イリスがネット上を徹底的に調査したものの、教祖に関する情報は一切見つからなかった。

 教祖の下には、約二百人の信者が存在する。

ネイチャーラバーズは自然を崇拝し、最新技術を否定する過激派集団だ。

これまでもデモ活動を繰り返してきたが、その実態はほとんど掴めていない。

そのため、〈フリーデン〉が計画に気づいたのは、実行直前だった。

 核融合施設は現代社会に欠かせない動力源であり、その破壊は街どころか国家全体の機能停止を意味する。

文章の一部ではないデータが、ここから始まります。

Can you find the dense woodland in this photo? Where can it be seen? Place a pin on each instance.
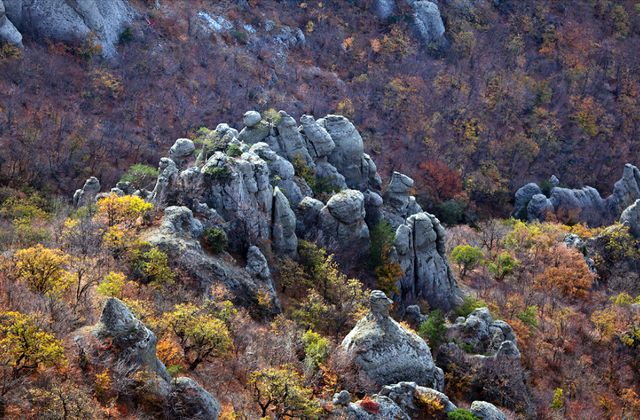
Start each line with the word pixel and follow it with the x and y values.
pixel 524 90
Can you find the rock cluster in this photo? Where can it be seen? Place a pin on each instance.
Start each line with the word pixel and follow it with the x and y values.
pixel 133 351
pixel 404 400
pixel 578 205
pixel 256 184
pixel 384 353
pixel 66 20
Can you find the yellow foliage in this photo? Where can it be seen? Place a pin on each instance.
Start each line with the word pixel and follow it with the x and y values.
pixel 125 210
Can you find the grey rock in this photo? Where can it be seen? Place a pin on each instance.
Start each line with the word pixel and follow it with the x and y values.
pixel 133 341
pixel 342 220
pixel 385 353
pixel 523 197
pixel 408 394
pixel 8 32
pixel 283 229
pixel 188 400
pixel 72 21
pixel 419 248
pixel 319 142
pixel 631 217
pixel 87 194
pixel 348 155
pixel 484 335
pixel 251 118
pixel 181 151
pixel 428 22
pixel 486 411
pixel 179 220
pixel 539 208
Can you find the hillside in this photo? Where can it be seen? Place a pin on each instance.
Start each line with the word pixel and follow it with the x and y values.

 他の核融合施設にも、〈フリーデン〉の仲間が待機し、いつ襲撃を受けても準備は万全だった。

 静かな時間が流れる中、オランジェはふと呟いた。

「我が国の中枢を担う核融合施設の破壊とは、随分大胆なことを考えるのですね」

「ほんとそれ! 人に迷惑かかるって、考えないのかな?」

「それが分かっていれば、こんな計画は企てないでしょうね」

「それもそっか」

 ましろは納得し、そのままオランジェをじっと見つめる。

わずかな沈黙の後、話題を切り替えた。

「そういえば……オランジェって、いいところのお嬢様なんだよね?」

「それ程ではございませんわ」

「謙遜しちゃって。あの名門校『色神学園』の生徒なんでしょ?」

「ええ、いろいろ学ばせていただいております」

色神学園――幼稚部から大学部までを擁する、全校生徒七万人超の超マンモス校だ。

あらゆる分野で国内最高峰の教育を誇る名門校でもある。

 オランジェは色神学園高等部一年生であり、理事長の孫娘でもある。いわゆる超お嬢様だ。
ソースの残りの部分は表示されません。